For that you need data from DBQL, you should contact your DBA and ask for it.
Btw, what's your system type, 1xxx, 2xxx or 6xxx?
It's a 120 AMP system?
Thanks once again for the correction. Yes indeed, it would be replaced by JOIN.
It's a 120 AMP system. I need to get the information on system type and will get back to you.
Well, I tried incremental approach to understand the performance one step at a time. Even with applying ONLY call start date predicate for such a big timeframe, it takes significant amount of time.Note that the stats are up to date.So, only part remaining are IN, NOT IN and '<>'.
It has been observed that for even a single day when the NOT IN part is appended and when data volume is high than it takes more time. Hence, the conclusion is that the NOT IN part of the sql have the performance bottleneck.
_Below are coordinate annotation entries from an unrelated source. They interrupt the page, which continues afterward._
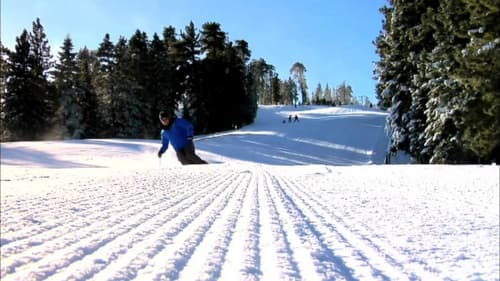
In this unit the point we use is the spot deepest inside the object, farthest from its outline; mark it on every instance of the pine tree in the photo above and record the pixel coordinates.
(70, 111)
(19, 97)
(104, 87)
(480, 73)
(87, 71)
(45, 107)
(298, 71)
(30, 101)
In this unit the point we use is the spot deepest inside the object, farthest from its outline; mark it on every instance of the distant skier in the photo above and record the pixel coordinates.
(178, 132)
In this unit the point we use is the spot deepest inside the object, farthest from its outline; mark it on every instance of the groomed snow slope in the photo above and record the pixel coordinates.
(293, 201)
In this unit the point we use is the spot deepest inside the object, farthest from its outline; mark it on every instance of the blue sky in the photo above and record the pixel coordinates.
(332, 38)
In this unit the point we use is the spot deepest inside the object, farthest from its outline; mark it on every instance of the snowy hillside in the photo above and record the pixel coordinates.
(280, 201)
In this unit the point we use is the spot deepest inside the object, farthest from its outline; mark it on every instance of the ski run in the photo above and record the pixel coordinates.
(109, 210)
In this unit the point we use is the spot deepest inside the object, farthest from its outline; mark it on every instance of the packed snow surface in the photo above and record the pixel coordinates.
(306, 200)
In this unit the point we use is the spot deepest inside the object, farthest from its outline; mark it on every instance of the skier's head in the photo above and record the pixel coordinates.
(164, 118)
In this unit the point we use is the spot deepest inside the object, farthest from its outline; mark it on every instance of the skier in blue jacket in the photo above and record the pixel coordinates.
(179, 133)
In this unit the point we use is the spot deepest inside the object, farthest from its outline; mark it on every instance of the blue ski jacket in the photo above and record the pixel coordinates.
(178, 135)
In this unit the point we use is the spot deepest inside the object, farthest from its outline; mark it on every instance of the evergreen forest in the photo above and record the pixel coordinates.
(439, 78)
(118, 89)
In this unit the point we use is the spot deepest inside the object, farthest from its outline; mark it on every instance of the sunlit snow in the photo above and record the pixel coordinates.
(306, 200)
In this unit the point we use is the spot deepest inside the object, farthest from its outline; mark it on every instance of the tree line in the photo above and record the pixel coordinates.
(118, 89)
(439, 77)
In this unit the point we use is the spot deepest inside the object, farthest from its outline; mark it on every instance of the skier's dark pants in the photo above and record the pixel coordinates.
(187, 155)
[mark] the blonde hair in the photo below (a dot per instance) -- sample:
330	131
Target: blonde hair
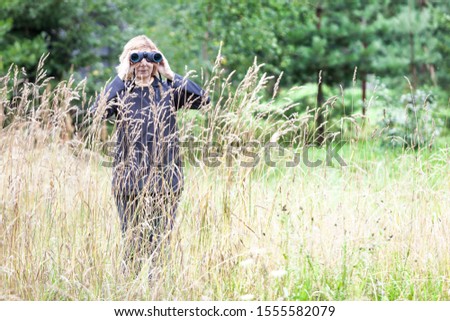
141	42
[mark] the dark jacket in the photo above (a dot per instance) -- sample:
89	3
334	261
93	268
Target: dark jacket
147	149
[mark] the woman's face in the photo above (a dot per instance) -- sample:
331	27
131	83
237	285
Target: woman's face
143	69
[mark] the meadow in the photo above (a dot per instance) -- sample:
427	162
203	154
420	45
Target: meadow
375	229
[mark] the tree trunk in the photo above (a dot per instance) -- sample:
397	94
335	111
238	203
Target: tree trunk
320	126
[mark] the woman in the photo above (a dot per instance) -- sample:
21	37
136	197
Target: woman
147	175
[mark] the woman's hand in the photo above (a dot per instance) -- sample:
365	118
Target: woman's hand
164	69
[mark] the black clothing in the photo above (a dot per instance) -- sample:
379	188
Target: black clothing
147	149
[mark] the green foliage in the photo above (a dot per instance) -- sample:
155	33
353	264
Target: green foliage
413	124
76	34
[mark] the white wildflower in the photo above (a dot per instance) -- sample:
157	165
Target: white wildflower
247	263
247	297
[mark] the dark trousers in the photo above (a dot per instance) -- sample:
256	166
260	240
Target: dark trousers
146	221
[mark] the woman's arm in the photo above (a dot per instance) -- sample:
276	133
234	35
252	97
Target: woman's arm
187	93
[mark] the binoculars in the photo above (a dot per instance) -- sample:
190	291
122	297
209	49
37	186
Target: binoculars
152	56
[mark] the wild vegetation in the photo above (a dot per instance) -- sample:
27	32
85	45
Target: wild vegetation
345	129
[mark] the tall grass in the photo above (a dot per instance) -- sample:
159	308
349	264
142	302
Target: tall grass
376	229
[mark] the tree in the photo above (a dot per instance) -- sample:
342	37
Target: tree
76	34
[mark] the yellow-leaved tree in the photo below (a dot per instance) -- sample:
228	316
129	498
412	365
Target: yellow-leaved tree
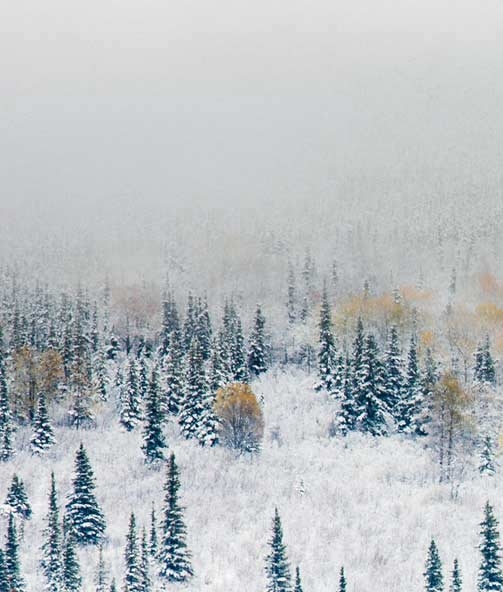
240	418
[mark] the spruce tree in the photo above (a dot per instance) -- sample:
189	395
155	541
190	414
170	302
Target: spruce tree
342	581
153	437
4	578
43	434
130	412
173	375
101	573
327	353
132	574
17	499
72	580
258	350
12	562
277	566
487	464
456	581
154	543
174	556
51	563
490	576
85	518
6	424
433	570
298	581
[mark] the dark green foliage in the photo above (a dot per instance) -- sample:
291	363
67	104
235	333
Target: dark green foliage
490	576
174	556
12	562
433	570
85	518
72	580
456	581
17	498
43	434
153	437
51	563
277	566
132	574
258	351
Hence, the above approach came to my mind. Not really sure if that works as I have no prod like setup to observe the performance.
Anyways, I will try to validate it by looking at the tablename you mentioned by the help of DBA.
I have a question here - Why you said that the tables should have matching PI? If I am correct, joins of partitioned tables to unpartitioned tables with the same primary index have impact on performance. It results in performance degrade.
Well, I am more an Oracle guy and new to Teradata tuning. It seems that the journey gonna be interesting one :)
Thanks for all the valuable suggestion and guidance.
NOT IN might result in a overly complicated plan, but never when using NOT EXISTS.
Of course joining partitioned to non-partitioned tables on their PI is slower than joining tables with same PI & partitioning. But it's still faster than joining tables on non-matching PIs.